Since closed sets are Borel, it follows that the Axiom of Choice is a theorem of ZF. I am aware this is wrong and very likely an entirely trivial confusion emerging from my lack of knowledge on these matters. However, I'd appreciate someone to shed some light on this, probably with a line pointing out what is the confusion.
Thanks!
Closed, or Borel, in what space?
$\mathsf{ZF}$ proves that the axiom of choice is equivalent to the following statement:
$(*)\quad$ For every set $X$, equip $X^\omega$ with the product topology coming from the discrete topology on $X$. Then every game on $X$ of length $\omega$, whose payoff set is closed as a subset of $X^\omega$, is determined.
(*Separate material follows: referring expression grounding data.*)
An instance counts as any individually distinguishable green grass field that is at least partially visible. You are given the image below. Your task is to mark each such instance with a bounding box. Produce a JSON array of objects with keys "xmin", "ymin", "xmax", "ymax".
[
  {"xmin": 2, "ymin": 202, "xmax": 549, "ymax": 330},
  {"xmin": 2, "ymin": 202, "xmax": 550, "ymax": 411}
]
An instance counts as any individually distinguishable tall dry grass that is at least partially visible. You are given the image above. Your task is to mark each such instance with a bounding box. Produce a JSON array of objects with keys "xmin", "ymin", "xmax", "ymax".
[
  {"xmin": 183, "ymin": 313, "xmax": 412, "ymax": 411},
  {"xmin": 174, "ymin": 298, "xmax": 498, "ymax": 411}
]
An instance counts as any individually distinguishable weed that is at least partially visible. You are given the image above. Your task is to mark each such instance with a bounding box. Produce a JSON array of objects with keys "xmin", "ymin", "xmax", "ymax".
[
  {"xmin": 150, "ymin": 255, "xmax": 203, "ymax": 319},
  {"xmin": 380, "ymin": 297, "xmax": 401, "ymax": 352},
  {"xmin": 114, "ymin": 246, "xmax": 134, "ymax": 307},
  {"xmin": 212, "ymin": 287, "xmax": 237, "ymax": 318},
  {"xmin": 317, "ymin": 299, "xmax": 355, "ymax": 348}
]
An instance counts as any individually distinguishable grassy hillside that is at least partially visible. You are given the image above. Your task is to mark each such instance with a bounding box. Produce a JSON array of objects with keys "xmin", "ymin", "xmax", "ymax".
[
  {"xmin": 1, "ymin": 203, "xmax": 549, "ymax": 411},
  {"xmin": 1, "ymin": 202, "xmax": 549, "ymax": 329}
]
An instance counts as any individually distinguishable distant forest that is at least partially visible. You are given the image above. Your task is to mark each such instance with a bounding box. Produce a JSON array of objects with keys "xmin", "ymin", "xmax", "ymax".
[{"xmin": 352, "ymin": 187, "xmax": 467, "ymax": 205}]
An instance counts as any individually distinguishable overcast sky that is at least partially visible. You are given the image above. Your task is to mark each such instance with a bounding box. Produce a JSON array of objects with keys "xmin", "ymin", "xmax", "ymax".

But $(*)$ is an incredibly general principle! Every set $X$ has to be taken into account here. By contrast, when we talk about Borel determinacy we're (unless otherwise stated!) referring to specifically Borel subsets of $\omega^\omega$ (or equivalently for this context, $2^\omega$). While $\mathsf{ZF}$ proves "Every Borel subset of $\omega^\omega$ is determined," this is not enough to imply $(*)$ above.
Indeed, in general the phrase "$\Gamma$-determinacy" refers either to $\omega^\omega$ or $2^\omega$ specifically (and even this needs further clarification for $\Gamma$ sufficiently simple - closed games on $2$ are fairly boring but closed games on $\omega$ are extremely complicated). So the phrase "Over $\mathsf{ZF}$, choice is equivalent to closed determinacy" is misleadingly phrased; it should be something like "Over $\mathsf{ZF}$, choice is equivalent to the determinacy of all closed games on all sets."
EDIT: I've been asked to clarify the claim that $\mathsf{ZF}$ proves Borel determinacy (over $\omega^\omega$). This is indeed a bit tricky; the point is that we can use absoluteness theorems, and a bit of creative sentence rewriting, to remove any dependence on choice from the original proof (that said there's a subtlety around what "Borel" means without choice, see the very end):
Let $\mathcal{M}\models\mathsf{ZF}$. Now $\mathcal{M}$ may not have a forcing extension satisfying choice, but it does have one satisfying enough choice for the proof of Borel determinacy to go through; let $\mathcal{N}$ be such an extension. Now by Mostowski absoluteness, each Borel code in $\mathcal{M}$ is also a Borel code in $\mathcal{N}$ (the only nontrivial part of the definition of Borel code is well-foundedness). Let $b$ be a Borel code in the sense of $\mathcal{M}$, and let $b'$ be the thing which $\mathcal{M}$ thinks is the canonical Borel code for the complement of the set coded by $b$; by Mostowski as above, $b'$ is a code for the complement of $b$ in $\mathcal{N}$ as well. Then since $\mathcal{N}$ satisfies Borel determinacy, we have $\mathcal{N}\models$ "There is some strategy $\Sigma$ for (say) player 1 such that for every strategy $\Pi$ for player 2 and every real $F$ we have that $F$ is not a witness to $\Sigma\otimes \Pi$ being in the set coded by $b'$." Shifting to codes for complements has bought us a crucial quantifier: this latter statement is $\Sigma^1_2$ in a real parameter in $\mathcal{M}$ (namely $b$), and so by Shoenfield absoluteness holds in $\mathcal{M}$ as well as in $\mathcal{N}$.
This argument, though, reveals a subtlety which I had not mentioned originally: when we're working without choice, it's important to distinguish between two notions of "Borel"-ness. See this old answer of mine; to be absolutely precise, $\mathsf{ZF}$ proves Borel-coded determinacy for $\omega^\omega$.